Rahmet ayının içinde rahmeti en güzel anlatan Rabbimin, indirdiği ve yarattığı kitabını iyi okumalıyız. Hayatımızın hiçbir alanı boşluk kabul etmez. Gururuna yenilen şeytan dahi bunu itiraf etmiştir. Lakin gururu onu tevbeye değil daha fazla yaşamaya, kaybettiğini kazanmaya değil kinini tatmin etmeye itmiştir.

Kıyamete kadar hayat dileyen iblis, af yolunu değil; kendi nefsini tatmin etme yolunu tercih etmiştir. Hayallerini, yaptığı hatasını telafi etmek yerine değil; kendini haklı çıkarma eylemi üzerine kurmuştur. Şeytani sistem içinde uyanık olmayanlar da şeytanı haklı çıkarmak için tam destek vermektedir.

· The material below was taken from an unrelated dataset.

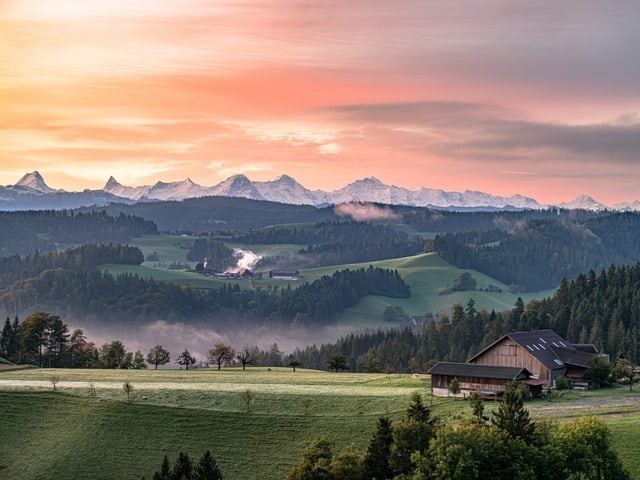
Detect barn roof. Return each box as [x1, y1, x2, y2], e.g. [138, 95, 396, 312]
[468, 330, 594, 370]
[428, 362, 531, 380]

Emek vermeden, gayret etmeden aldığımız her değeri kaybederiz. Gayretimizin ve emeğimizin olmadığı, gönlümüzün mutmain olmadığı hiç bir girişimde başarılı olamayız.

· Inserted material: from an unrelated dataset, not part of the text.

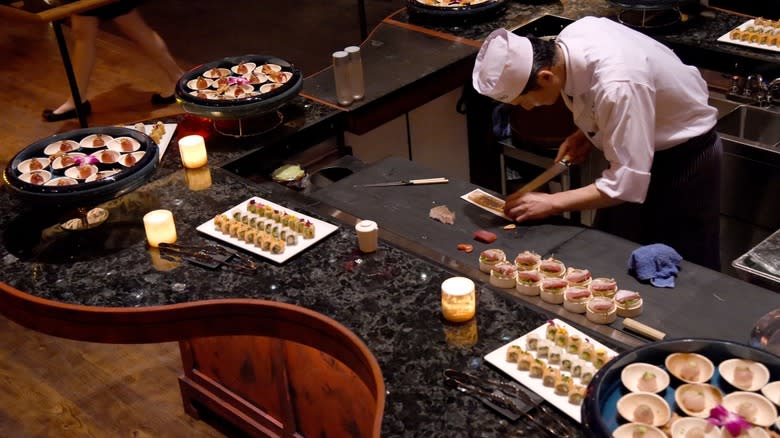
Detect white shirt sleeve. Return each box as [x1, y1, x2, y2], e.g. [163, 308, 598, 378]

Hayattaki bütün zorluklar bizim yetişmemiz ve kişiliğimizin oluşması için bir fırsattır. Fırsatlar da değerlendirmek içindir. Değerlendiremediğimiz her fırsat, gelecekte pişmanlık olarak önümüze düşecektir.

Başımıza gelenler kendi ellerimizle yaptıklarımız yüzündendir. (İsra / 13) Bütün zorlukları aşmada elbette zaman en büyük ilaçtır. Sıkıntılarımızın yoğun yaşanması, imtihanın ağırlığından bellerimizin bükülmesi ise dua zamanının gelmesidir. Aslında acizliğimizi anlamamız içindir.

Ramazan ayındayız. Ramazan ayının bizlere yüklediği; emredildiği gibi dosdoğru olmamızdır. Ve içinde bin aydan efdal olan, gizlenmiş gece içinde duamızı tam yapmamızdır.

“Ya Rab! Sen affedicin. Affetmeyi seversin. Bizi affet. Kaldırmayacağımız ağır imtihanlar içinde bırakma…” (Amin)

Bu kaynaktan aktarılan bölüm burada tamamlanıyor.